Nucleotide binding oligomerization domain (NOD)-like receptor (NLR) family member X1 (NLRX1) has been implicated in regulation of the Toll-like receptor (TLR)-mediated nuclear factor kappa-B (NF-kappa-B) signaling pathway. NLRX1 deficiency enhanced phosphorylation of catalytic subunits (CHUK and IKBKB) of the IkB kinase (IKK) complex and NF-kappa-B activation and led to elevated production of inflammatory cytokines in mouse cells in response to bacterial lipopolysaccharide (LPS, a TLR4 ligand) (Allen IC et al. 2011; Xia X et al. 2011; Ma D et al. 2019). NLRX1-knockdown mice showed enhanced susceptibility to LPS-induced septic shock thus further confirming that NLRX1 functions as a negative regulator of TLR signaling in vivo (Xia X et al. 2011). NLRX1 was shown to interact with TRAF6 (Allen et al. 2011; Xia X et al. 2011) and the IKK complex (CHUK:IKBKB:IKBKG) (Xia X et al. 2011) in human and mouse cells. Specifically, in unstimulated cells, NLRX1 was shown to associate with TRAF6 (Xia X et al. 2011). Upon stimulation with LPS, NLRX1 is thought to undergo K63-linked polyubiquitination. Although TRAF6 possesses E3 ubiquitin ligase activity, the TRAF6 deficiency did not affect NLRX1 ubiquitination in mouse embryonic fibroblast (MEF) (Xia X et al. 2011). Further studies are required to identify E3 ubiquitin ligase which is responsible for the ubiquitination of NLRX1. Ubiquitinated NLRX1 then binds to the IKK complex, blocking phosphorylation of the catalytic subunits CHUK (IKBKA) and IKBKB (Xia X et al. 2011). Mutagenesis studies showed that the C-terminal leucine-rich repeat (LRR) domain of NLRX1 binds to the kinase domain of IKBKB (Xia X et al. 2011).

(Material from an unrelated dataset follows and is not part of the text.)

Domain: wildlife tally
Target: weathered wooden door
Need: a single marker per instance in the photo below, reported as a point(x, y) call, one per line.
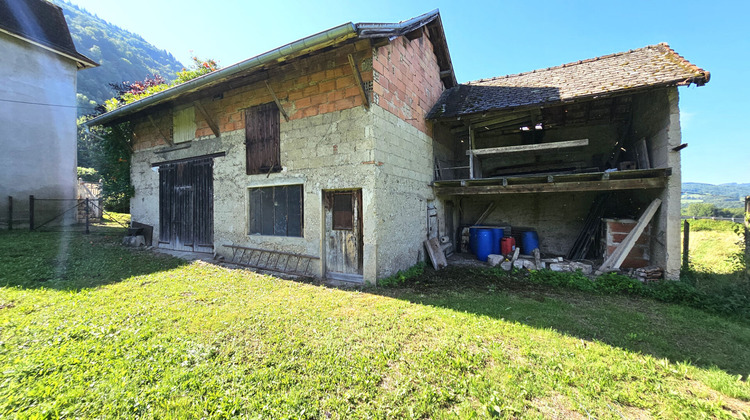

The regulatory effects of NLRX1 are highly cell type specific (reviewed in Fekete T et al. 2021). As a regulator of inflammation, NLRX1 has been implicated in the pathology of diverse diseases (reviewed in Pickering RJ & Booty LM 2021).

This Reactome event shows interaction between NLRX1 and the IKK complex.